Coup de tonnerre à quelques jours du lancement du tournoi ATP 500 de Doha 2025 : Novak Djokovic, numéro 1 mondial, a confirmé son forfait, invoquant une fatigue physique post-Australie. Un choix aussi stratégique que révélateur des priorités du Serbe cette saison.
Un renoncement qui en dit long sur les ambitions de Djokovic
L’information est tombée ce mercredi 11 février : Novak Djokovic ne participera pas à l’ATP 500 de Doha, prévu la semaine suivante. Inscrit au tableau principal, le Serbe a finalement préféré renoncer. Les organisateurs du tournoi qatari ont relayé la nouvelle via leur compte officiel X (ex-Twitter), évoquant « une fatigue physique » après une campagne australienne éprouvante.
Et pour cause : à 38 ans, le corps de Djokovic encaisse moins facilement l’intensité des matchs de haut niveau. Sa demi-finale face à Jannik Sinner à Melbourne, d’une rare intensité physique et émotionnelle, a laissé des traces visibles. Cette usure naturelle et la volonté d’éviter une blessure prématurée expliquent ce forfait logique.

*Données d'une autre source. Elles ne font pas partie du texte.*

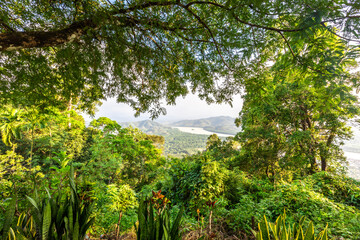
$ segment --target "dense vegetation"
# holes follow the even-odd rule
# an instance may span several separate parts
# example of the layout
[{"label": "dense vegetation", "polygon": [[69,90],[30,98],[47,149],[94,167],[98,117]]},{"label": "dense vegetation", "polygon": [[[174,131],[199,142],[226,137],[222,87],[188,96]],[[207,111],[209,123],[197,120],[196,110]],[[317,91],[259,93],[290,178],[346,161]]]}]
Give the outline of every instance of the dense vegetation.
[{"label": "dense vegetation", "polygon": [[[341,148],[360,115],[359,12],[351,0],[0,2],[0,237],[359,239],[360,183]],[[163,154],[170,138],[79,115],[117,97],[157,117],[189,91],[242,93],[242,131],[177,158]]]},{"label": "dense vegetation", "polygon": [[[4,201],[0,229],[6,225],[5,212],[12,199],[17,204],[11,226],[20,234],[18,219],[36,223],[34,202],[45,208],[46,199],[50,199],[54,206],[61,206],[69,201],[67,194],[76,191],[71,196],[78,196],[80,209],[92,205],[86,210],[91,211],[87,234],[108,239],[134,236],[140,199],[152,195],[152,190],[162,190],[155,196],[160,200],[166,196],[171,203],[168,217],[172,221],[180,208],[185,208],[180,229],[188,239],[251,237],[264,215],[275,222],[284,211],[287,224],[305,216],[306,224],[313,221],[315,232],[328,224],[329,236],[360,237],[360,183],[335,172],[308,175],[303,173],[306,169],[295,165],[267,176],[261,174],[262,165],[244,160],[248,152],[246,148],[239,150],[238,141],[222,141],[216,135],[208,138],[204,152],[182,159],[165,158],[157,148],[161,137],[122,128],[107,118],[85,127],[75,111],[68,115],[52,109],[48,115],[30,118],[32,114],[36,111],[11,106],[1,111]],[[32,239],[36,231],[23,229]]]}]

Mais derrière l’absence du champion serbe à Doha se cache une gestion de carrière méticuleuse, centrée sur l’optimisation de ses pics de forme autour des Grands Chelems et des Masters 1000. Une stratégie adoptée depuis plusieurs saisons déjà et qui lui a grandement réussi jusqu’ici.
Un ATP 500 sans Djokovic : opportunité pour la relève ?

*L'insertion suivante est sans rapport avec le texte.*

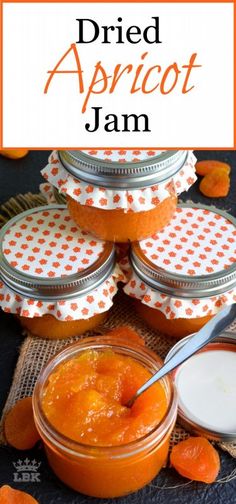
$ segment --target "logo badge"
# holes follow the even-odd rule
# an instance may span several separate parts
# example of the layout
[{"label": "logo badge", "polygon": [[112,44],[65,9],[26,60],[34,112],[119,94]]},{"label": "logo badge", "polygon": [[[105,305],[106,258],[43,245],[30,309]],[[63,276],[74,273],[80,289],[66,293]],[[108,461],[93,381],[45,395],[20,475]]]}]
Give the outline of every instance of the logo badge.
[{"label": "logo badge", "polygon": [[17,460],[17,462],[13,462],[13,466],[16,472],[13,473],[13,481],[15,482],[30,482],[30,483],[40,483],[40,473],[39,467],[41,466],[41,462],[37,462],[37,460],[29,460],[26,458],[25,460]]}]

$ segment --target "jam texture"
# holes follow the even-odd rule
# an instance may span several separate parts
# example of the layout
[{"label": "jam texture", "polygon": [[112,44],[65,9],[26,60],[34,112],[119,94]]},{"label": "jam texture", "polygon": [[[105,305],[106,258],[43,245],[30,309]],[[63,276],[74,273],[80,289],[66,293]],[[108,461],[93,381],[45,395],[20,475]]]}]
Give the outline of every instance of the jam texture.
[{"label": "jam texture", "polygon": [[112,350],[84,351],[60,364],[49,377],[44,413],[61,434],[77,442],[130,443],[152,431],[167,409],[161,383],[142,394],[132,408],[125,406],[150,376],[134,359]]},{"label": "jam texture", "polygon": [[140,212],[81,205],[70,196],[67,205],[72,219],[81,229],[103,240],[125,243],[143,240],[164,228],[174,215],[177,198],[169,196],[155,208]]}]

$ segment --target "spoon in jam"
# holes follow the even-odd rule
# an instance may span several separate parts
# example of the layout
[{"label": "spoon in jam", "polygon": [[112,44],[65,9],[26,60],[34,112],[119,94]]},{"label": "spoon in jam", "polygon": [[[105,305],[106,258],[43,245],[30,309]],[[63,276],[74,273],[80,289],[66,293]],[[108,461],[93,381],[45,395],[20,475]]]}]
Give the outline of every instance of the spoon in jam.
[{"label": "spoon in jam", "polygon": [[207,322],[200,331],[194,334],[187,343],[178,350],[178,352],[170,357],[170,359],[157,371],[157,373],[149,378],[149,380],[147,380],[142,387],[137,390],[125,406],[131,408],[136,399],[145,392],[145,390],[216,338],[216,336],[218,336],[227,326],[232,324],[235,317],[236,303],[231,306],[226,306],[220,310],[217,315]]}]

Sans Djokovic dans le tableau, c’est tout l’équilibre du tournoi de Doha qui se voit modifié. L’édition 2025, promue ATP 500 pour la deuxième année consécutive, perd l’une de ses têtes d’affiche les plus prestigieuses. Double vainqueur au Qatar (2016, 2017), Djokovic y jouit d’une popularité certaine. Son absence ouvre donc la voie à une redistribution des cartes parmi les prétendants au titre.

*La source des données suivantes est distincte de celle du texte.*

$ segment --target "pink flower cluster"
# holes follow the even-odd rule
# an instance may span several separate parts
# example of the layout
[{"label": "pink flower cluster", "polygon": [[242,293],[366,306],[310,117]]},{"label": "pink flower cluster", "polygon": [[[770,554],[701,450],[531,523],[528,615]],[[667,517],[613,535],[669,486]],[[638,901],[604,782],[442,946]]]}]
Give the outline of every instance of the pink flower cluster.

On pense notamment à des joueurs comme Alexander Zverev, Casper Ruud ou encore le prometteur Holger Rune, tous positionnés pour prendre le leadership sur ce tournoi. À noter également la probable montée en puissance de talents émergents du circuit ATP, désireux de s’offrir un coup d’éclat en l’absence du patron du circuit.
Calendrier 2025 : vers un retour à Indian Wells ?
Comme souvent depuis quatre saisons, Djokovic met l’accent sur les événements majeurs. Après ce forfait, tout laisse à penser qu’il fera son grand retour lors de la tournée nord-américaine de mars, avec en ligne de mire Indian Wells (Master 1000, 5 au 16 mars) puis Miami (18 au 30 mars).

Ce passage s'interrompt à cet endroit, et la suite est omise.